This is employed initially to control symptoms and render the patient safe whilst waiting for surgery. The drug of choice now is omeprazole, a drug that directly prevents acid secretion in the stomach. This has minimal side effects although some have suggested an increased risk of carcinoid tumours of the stomach during prolonged administration of omeprazole. However, this has never yet been documented in humans, and omeprazole remains a safe and effective drug of choice in this condition.
This is the curative treatment option. Precise location of the tumour can be facilitated by the surgeon manually palpating possible sites of a lesion and by using more precise intraoperative ultrasound. Lymph node biopsies should also be taken in the region of the primary tumour to check for any spread.
Sporadic cases of gastrinoma are best dealt with by a laparotomy. An incision is made in the abdomen facilitating exploration to find any metastases or to see the extent of the tumour.

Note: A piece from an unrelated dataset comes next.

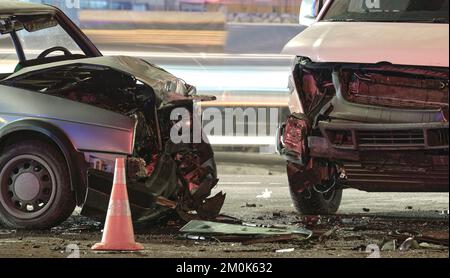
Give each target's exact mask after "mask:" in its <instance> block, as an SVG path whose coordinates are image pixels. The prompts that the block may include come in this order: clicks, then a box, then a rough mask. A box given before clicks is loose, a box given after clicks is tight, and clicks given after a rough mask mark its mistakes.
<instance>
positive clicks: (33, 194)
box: [14, 173, 40, 201]
mask: <svg viewBox="0 0 450 278" xmlns="http://www.w3.org/2000/svg"><path fill="white" fill-rule="evenodd" d="M39 190H40V183H39V179H38V177H36V175H34V174H32V173H23V174H20V175H19V176H18V177H17V178H16V180H15V181H14V192H15V193H16V196H17V197H18V198H19V199H21V200H24V201H31V200H33V199H35V198H36V197H37V196H38V194H39Z"/></svg>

This then allows a more accurate assessment of the extent of the tumour and a decision can be made as to whether the whole tumour can be removed to provide a cure.
Familial cases need a slightly different approach. The gastrinoma is part of a syndrome, and the other parts of this syndrome, such as parathyroid problems tend to create acid-related problems earlier than the gastrinoma itself. For example an altered calcium concentration, due to parathyroid dysfunction, can itself result in excess gastrin production and resultant ulcers. Therefore it is wise to delay surgery for the gastrinoma itself until the parathyroid problem has been corrected. In some cases this might cure the excess acid production problem saving a needless operation. Also, in familial cases, the gastrinomas tend to be smaller and more numerous. This means the chances of a curative operation are slimmer as it is unlikely that all the tumours will be found and removed. This further warrants delaying of surgery specifically for the gastrinoma.
This has not been shown to be curative in any groups of patients with gastrinoma although it is considered for those with metastases in the liver or more distal sites. Response is very variable amongst patients. The most commonly used drugs are streptozocin and 5-fluorouracil.